Current-voltage and capacitance study of light-induced metastabilities in CuZnSnSSe thin film solar cells

White, red and blue light-induced metastabilities in Cu2ZnSnS(4)(Se-4) solar cells were investigated by temperature dependent current-voltage measurements, drive level capacitance profiling, impedance and thermal admittance spectroscopy. A set of devices were studied where white and blue light soaking at room temperature led to degradation of the device performance, while after red light soaking the solar cell efficiency did not change. We observed a significant effect of light soaking on capacitance data measured in both low and high-temperature ranges for these devices. In particular, the net doping concentration extracted from drive-level capacitance profiling substantially increased after light soaking treatments. Low and high-temperature capacitance steps observed in the reference capacitance-frequency spectra were assigned to Fermi level pinning and bulk defects, correspondingly. Light soaking with different-wavelength light led to a shift of both steps toward the high-frequency range, and hence a decrease in the thermal admittance activation energies. A low-frequency 'inductive' loop was detected in the impedance spectra after light soaking, regardless of wavelength.

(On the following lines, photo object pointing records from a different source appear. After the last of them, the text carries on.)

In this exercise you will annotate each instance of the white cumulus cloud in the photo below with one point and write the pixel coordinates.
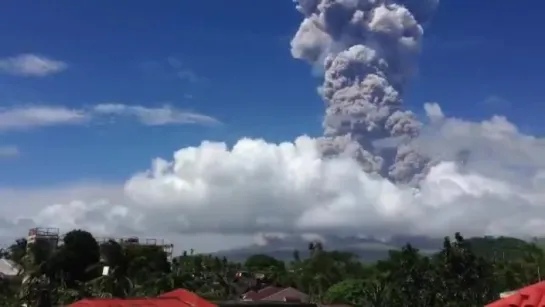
(31, 65)
(491, 181)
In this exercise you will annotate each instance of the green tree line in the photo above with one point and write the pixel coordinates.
(463, 273)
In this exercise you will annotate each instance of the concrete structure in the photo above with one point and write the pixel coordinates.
(177, 298)
(276, 294)
(531, 296)
(54, 238)
(8, 269)
(168, 248)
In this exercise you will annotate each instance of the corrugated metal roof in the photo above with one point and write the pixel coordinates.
(531, 296)
(8, 268)
(149, 302)
(176, 298)
(188, 298)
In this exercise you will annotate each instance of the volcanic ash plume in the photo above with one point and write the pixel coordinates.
(368, 50)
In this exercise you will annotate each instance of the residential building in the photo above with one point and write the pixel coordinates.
(277, 294)
(531, 296)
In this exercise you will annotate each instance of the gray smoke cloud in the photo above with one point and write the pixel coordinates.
(368, 50)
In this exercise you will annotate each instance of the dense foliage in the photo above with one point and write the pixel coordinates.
(464, 273)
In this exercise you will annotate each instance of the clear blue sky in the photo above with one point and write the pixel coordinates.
(117, 51)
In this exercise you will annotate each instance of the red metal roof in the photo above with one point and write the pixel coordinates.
(188, 297)
(531, 296)
(149, 302)
(176, 298)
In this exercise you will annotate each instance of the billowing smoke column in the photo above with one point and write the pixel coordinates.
(368, 49)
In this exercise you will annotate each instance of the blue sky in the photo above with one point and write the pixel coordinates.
(480, 58)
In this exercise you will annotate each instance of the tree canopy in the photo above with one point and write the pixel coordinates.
(463, 273)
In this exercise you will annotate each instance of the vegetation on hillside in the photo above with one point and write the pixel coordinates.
(463, 273)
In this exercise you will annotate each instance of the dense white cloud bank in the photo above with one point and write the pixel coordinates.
(475, 177)
(494, 187)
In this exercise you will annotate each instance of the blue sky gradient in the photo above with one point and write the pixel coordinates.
(232, 62)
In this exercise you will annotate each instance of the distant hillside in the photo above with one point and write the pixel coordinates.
(370, 249)
(507, 248)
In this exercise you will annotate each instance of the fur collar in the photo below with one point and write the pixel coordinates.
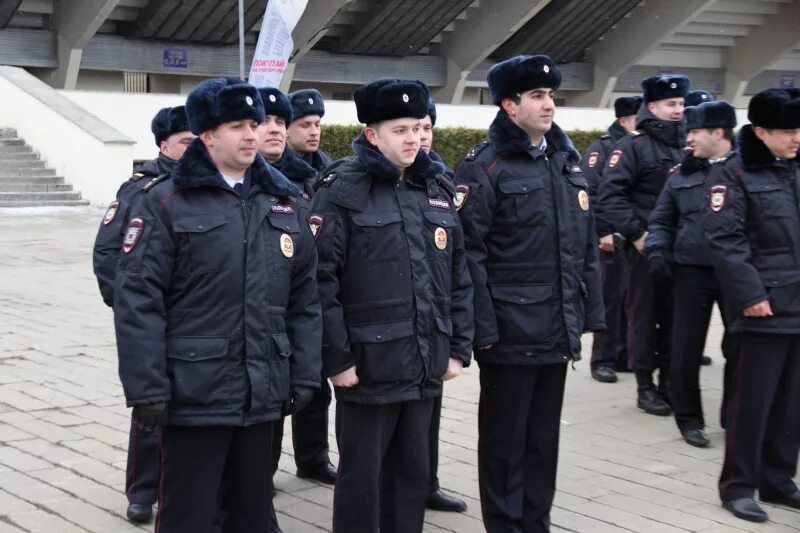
(507, 138)
(670, 132)
(195, 169)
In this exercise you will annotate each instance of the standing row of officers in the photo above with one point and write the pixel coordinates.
(245, 270)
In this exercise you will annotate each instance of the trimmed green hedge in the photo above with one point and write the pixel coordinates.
(450, 143)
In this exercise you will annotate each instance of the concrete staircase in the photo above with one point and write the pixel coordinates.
(25, 181)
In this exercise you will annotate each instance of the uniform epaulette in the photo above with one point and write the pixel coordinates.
(475, 150)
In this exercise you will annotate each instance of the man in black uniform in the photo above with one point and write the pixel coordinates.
(309, 429)
(532, 252)
(304, 131)
(675, 248)
(609, 349)
(438, 500)
(752, 225)
(170, 129)
(397, 307)
(217, 316)
(632, 180)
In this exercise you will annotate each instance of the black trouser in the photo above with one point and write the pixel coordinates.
(610, 346)
(649, 312)
(210, 472)
(383, 478)
(309, 433)
(519, 417)
(763, 435)
(144, 465)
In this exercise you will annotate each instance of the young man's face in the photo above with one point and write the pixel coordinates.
(426, 134)
(782, 143)
(397, 139)
(535, 111)
(174, 145)
(272, 134)
(669, 109)
(232, 145)
(304, 134)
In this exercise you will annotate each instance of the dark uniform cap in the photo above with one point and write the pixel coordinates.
(306, 102)
(168, 121)
(775, 109)
(716, 114)
(522, 73)
(698, 97)
(219, 100)
(664, 87)
(390, 98)
(276, 103)
(625, 106)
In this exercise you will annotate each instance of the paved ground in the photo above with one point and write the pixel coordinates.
(63, 422)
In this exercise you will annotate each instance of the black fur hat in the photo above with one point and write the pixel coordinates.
(775, 108)
(522, 73)
(716, 114)
(663, 87)
(219, 100)
(306, 102)
(168, 121)
(432, 111)
(698, 97)
(625, 106)
(389, 98)
(276, 103)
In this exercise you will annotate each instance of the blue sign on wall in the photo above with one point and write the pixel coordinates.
(176, 58)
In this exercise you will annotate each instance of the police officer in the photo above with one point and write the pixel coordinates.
(309, 423)
(397, 307)
(438, 500)
(217, 316)
(170, 129)
(752, 225)
(675, 248)
(303, 135)
(632, 180)
(609, 349)
(532, 253)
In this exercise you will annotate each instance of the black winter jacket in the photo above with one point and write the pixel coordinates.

It was proposed that the appearance of the 'inductive' loop is due to the formation of a negative electric field at the highly defected CdS/Cu2ZnSnS(4)(Se-4) hetero-interface. This result also leads us to conclude that such electric field is responsible for the metastable behaviour of these devices at room temperature, while the low temperature metastable changes might have a different origin. We also discuss the methodology for electrical characterization of the metastable solar cells in detail.